También presume Jesús de haber conocido, en un baile —su otra gran pasión— a Jean Gabin, célebre actor francés que se alistaría en la marina para combatir en la II Guerra Mundial y que mantuvo romances con Ginger Rogers y Marlene Dietrich.
Al volver a Francia, se unió a la Resistencia. Posteriormente, tuvo que huir a España tras enfrentarse en París a un colaboracionista nazi. En Barcelona se puso a trabajar en una obra. “El capataz era republicano y me cubría cuando hacía misiones en Francia, para verme con los maquis”, relata. En 1943, conoció al amor de su vida, Fernanda, andaluza como él. “Ella vendía tabaco en la calle, yo no fumaba…”. El flechazo duró ocho décadas y el matrimonio tuvo cuatro hijos: Jesús, Carmen, Robert y Jean-Pierre. Los últimos años, ella estaba muy enferma y dejó de hablar. Jesús, cuenta Robert, la cuidó sin descanso hasta el final. A su padre le cuesta hablar de eso. Ha pagado en despedidas y entierros su desafío a la estadística: nadie a su alrededor ha cumplido 104 años.

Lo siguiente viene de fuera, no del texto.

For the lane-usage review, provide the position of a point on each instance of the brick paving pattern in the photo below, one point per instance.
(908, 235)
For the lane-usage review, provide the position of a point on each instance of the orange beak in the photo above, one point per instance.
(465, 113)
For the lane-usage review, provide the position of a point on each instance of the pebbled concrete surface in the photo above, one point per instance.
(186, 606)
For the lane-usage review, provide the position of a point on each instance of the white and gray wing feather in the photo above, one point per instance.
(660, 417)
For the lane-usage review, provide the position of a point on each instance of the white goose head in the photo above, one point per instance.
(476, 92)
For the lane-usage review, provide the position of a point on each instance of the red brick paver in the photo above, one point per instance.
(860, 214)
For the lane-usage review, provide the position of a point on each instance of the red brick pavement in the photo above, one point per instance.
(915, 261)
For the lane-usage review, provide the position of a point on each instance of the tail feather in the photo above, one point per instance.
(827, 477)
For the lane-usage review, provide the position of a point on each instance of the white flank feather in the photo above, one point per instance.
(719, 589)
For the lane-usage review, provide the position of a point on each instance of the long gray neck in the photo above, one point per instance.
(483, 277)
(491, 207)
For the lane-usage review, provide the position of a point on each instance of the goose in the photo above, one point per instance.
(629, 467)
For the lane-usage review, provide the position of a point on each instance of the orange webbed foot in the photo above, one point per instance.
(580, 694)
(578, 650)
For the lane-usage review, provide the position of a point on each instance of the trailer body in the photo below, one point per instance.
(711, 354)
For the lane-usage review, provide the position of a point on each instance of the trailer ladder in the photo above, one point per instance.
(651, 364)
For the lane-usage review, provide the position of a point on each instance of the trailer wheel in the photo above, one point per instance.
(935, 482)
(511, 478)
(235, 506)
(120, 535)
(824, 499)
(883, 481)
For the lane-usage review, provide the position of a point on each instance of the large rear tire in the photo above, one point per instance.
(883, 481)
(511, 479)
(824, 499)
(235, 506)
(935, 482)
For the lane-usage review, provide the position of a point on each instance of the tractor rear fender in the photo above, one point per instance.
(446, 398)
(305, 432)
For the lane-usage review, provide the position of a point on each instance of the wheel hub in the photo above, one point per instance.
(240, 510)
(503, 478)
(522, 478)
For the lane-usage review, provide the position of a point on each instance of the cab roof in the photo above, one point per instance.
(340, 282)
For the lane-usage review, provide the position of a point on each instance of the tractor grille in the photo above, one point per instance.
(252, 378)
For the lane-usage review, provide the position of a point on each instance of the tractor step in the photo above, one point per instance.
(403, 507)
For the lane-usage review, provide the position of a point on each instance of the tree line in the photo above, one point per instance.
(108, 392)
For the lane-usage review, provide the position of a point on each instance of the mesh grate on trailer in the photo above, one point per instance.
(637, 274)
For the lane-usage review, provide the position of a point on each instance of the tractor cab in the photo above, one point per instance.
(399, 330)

Cuando Carmen tenía 24 meses, por la misma carretera de Le Perthus por la que miles de españoles habían huido del franquismo al perder la guerra, Jesús y su familia volvieron a Francia para instalarse definitivamente en Toulouse. “Hacía todos los días 25 kilómetros de ida y otros 25 de vuelta en bici para ir a trabajar a Grenade”, recuerda el brigadista, que se empleó como marmolista. “Y eso sin nada de músculo en un brazo”, subraya, como si fuera posible restarle mérito a cualquiera de las cosas que ha contado. Su amigo Henri Farreny, de 77 años, presidente de la asociación de antiguos guerrilleros en Francia y Fuerzas Francesas del Interior, se despide del brigadista con un abrazo largo. Sabe que cada minuto con Jesús, último testigo de tantas páginas de historia, es un tesoro.